Loki Role¶
Overview¶
Grafana Loki is a log aggregation system inspired by Prometheus. It stores logs efficiently and provides powerful querying via LogQL. Its purpose is to store logs from Alloy collectors, provide a query API for Grafana dashboards, enable log aggregation across multiple hosts, and support S3-compatible object storage backends.
Requirements¶
- Ansible 2.9+
- Target system with Podman and Systemd.
- An S3-compatible object storage (optional, for
s3backend).
Installation / Quick Start¶
The loki role deploys Loki as a Podman container using systemd quadlets.
Basic Deployment¶
- hosts: monitoring_servers
become: true
roles:
- role: jackaltx.solti_monitoring.loki
vars:
loki_retention: "30d"
S3-Backed Deployment¶
- hosts: monitoring_servers
become: true
roles:
- role: jackaltx.solti_monitoring.loki
vars:
loki_storage_type: "s3"
loki_s3_endpoint: "storage.example.com:8010"
loki_s3_bucket: "loki11"
loki_s3_access_key: "{{ vault_s3_access }}" # Store in Ansible Vault
loki_s3_secret_key: "{{ vault_s3_secret }}" # Store in Ansible Vault
Role Variables / Configuration¶
Basic Configuration¶
| Name | Description | Default |
|---|---|---|
loki_version |
The Loki version to deploy. | 2.9 |
loki_port |
The HTTP API port for Loki. | 3100 |
loki_retention |
The log retention period. | 30d |
loki_max_chunk_age |
Maximum chunk age before flush. | 2h |
Storage Backends¶
| Name | Description | Default |
|---|---|---|
loki_storage_type |
The storage backend type (filesystem or s3). |
filesystem |
loki_data_path |
Path for filesystem storage. | /var/lib/loki |
loki_s3_endpoint |
S3 endpoint URL. | "" |
loki_s3_bucket |
S3 bucket name. | "" |
loki_s3_access_key |
S3 access key (store in Ansible Vault). | "" |
loki_s3_secret_key |
S3 secret key (store in Ansible Vault). | "" |
loki_s3_region |
S3 region (optional). | us-east-1 |
Container Configuration¶
| Name | Description | Default |
|---|---|---|
loki_container_name |
The name for the Loki container. | loki |
loki_image |
The Docker image for Loki. | docker.io/grafana/loki:2.9 |
loki_restart_policy |
The container restart policy. | always |
Usage¶
Health Check¶
Verify Loki is running and ready to serve requests:
API Access¶
Loki provides a query API for LogQL and a push API for ingesting logs (used by Alloy).

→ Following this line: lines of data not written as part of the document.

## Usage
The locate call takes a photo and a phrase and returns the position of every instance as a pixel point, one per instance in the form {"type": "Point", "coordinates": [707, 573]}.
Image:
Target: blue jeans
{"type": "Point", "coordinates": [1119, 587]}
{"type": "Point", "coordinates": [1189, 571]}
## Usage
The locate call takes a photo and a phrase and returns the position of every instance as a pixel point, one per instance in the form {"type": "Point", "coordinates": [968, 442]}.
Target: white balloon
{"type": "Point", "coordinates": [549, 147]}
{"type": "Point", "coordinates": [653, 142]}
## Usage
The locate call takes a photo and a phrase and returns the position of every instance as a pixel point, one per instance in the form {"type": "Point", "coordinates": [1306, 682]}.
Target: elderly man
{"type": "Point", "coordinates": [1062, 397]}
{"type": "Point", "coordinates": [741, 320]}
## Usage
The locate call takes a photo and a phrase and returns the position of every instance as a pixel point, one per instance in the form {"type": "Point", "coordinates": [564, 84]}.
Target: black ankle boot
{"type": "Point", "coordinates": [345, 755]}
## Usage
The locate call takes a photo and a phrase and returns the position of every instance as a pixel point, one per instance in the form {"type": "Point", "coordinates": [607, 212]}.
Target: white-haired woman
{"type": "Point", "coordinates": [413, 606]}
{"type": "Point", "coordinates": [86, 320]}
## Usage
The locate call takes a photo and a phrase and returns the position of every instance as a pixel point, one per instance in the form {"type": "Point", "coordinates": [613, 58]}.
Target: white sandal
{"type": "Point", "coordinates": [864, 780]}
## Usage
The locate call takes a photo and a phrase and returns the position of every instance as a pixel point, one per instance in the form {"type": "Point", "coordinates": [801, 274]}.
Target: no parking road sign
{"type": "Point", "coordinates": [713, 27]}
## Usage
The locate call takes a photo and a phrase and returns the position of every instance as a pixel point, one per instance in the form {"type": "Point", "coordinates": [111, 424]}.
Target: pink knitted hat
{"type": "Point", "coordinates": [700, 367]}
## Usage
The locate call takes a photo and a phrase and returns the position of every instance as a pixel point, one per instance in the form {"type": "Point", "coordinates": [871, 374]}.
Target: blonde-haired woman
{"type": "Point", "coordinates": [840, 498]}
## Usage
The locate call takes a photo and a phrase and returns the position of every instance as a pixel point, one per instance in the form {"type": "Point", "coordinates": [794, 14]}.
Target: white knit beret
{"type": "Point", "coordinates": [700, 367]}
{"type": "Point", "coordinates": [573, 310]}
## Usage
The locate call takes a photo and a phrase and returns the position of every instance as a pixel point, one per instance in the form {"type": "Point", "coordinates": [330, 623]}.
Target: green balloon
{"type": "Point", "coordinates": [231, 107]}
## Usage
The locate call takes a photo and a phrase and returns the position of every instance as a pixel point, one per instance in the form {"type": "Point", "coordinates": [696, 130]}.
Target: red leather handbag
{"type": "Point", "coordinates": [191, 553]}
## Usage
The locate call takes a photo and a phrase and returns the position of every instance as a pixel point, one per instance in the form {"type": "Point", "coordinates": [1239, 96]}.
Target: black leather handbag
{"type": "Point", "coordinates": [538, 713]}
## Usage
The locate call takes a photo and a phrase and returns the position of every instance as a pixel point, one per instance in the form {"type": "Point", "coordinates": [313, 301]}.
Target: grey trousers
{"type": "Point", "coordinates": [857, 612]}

- Query API: Supports instant and range queries for logs.
- Push API: Used by clients like Alloy to send logs to Loki.
- Label Discovery: Endpoints available to list all labels and their values.
Service Management¶
Loki runs as a Podman container managed by systemd.
# Check status
systemctl status loki
# Start/stop/restart
systemctl start loki
systemctl stop loki
systemctl restart loki
# View logs
journalctl -u loki -f
# Check container status
podman ps | grep loki
Troubleshooting¶
Check Container Status¶
podman ps -a | grep lokipodman logs loki
Check Service Status¶
systemctl status lokijournalctl -u loki -n 100
Verify API Access¶
curl http://localhost:3100/readycurl http://localhost:3100/metrics
Test Query¶
curl -G "http://localhost:3100/loki/api/v1/query" \
--data-urlencode 'query={service_type="fail2ban"}' \
--data-urlencode 'limit=5'
Common Issues¶
- Container won't start: Check
podman logs loki. - API not accessible: Verify port
3100is open, check firewall. - No logs appearing: Check Alloy collectors are configured correctly.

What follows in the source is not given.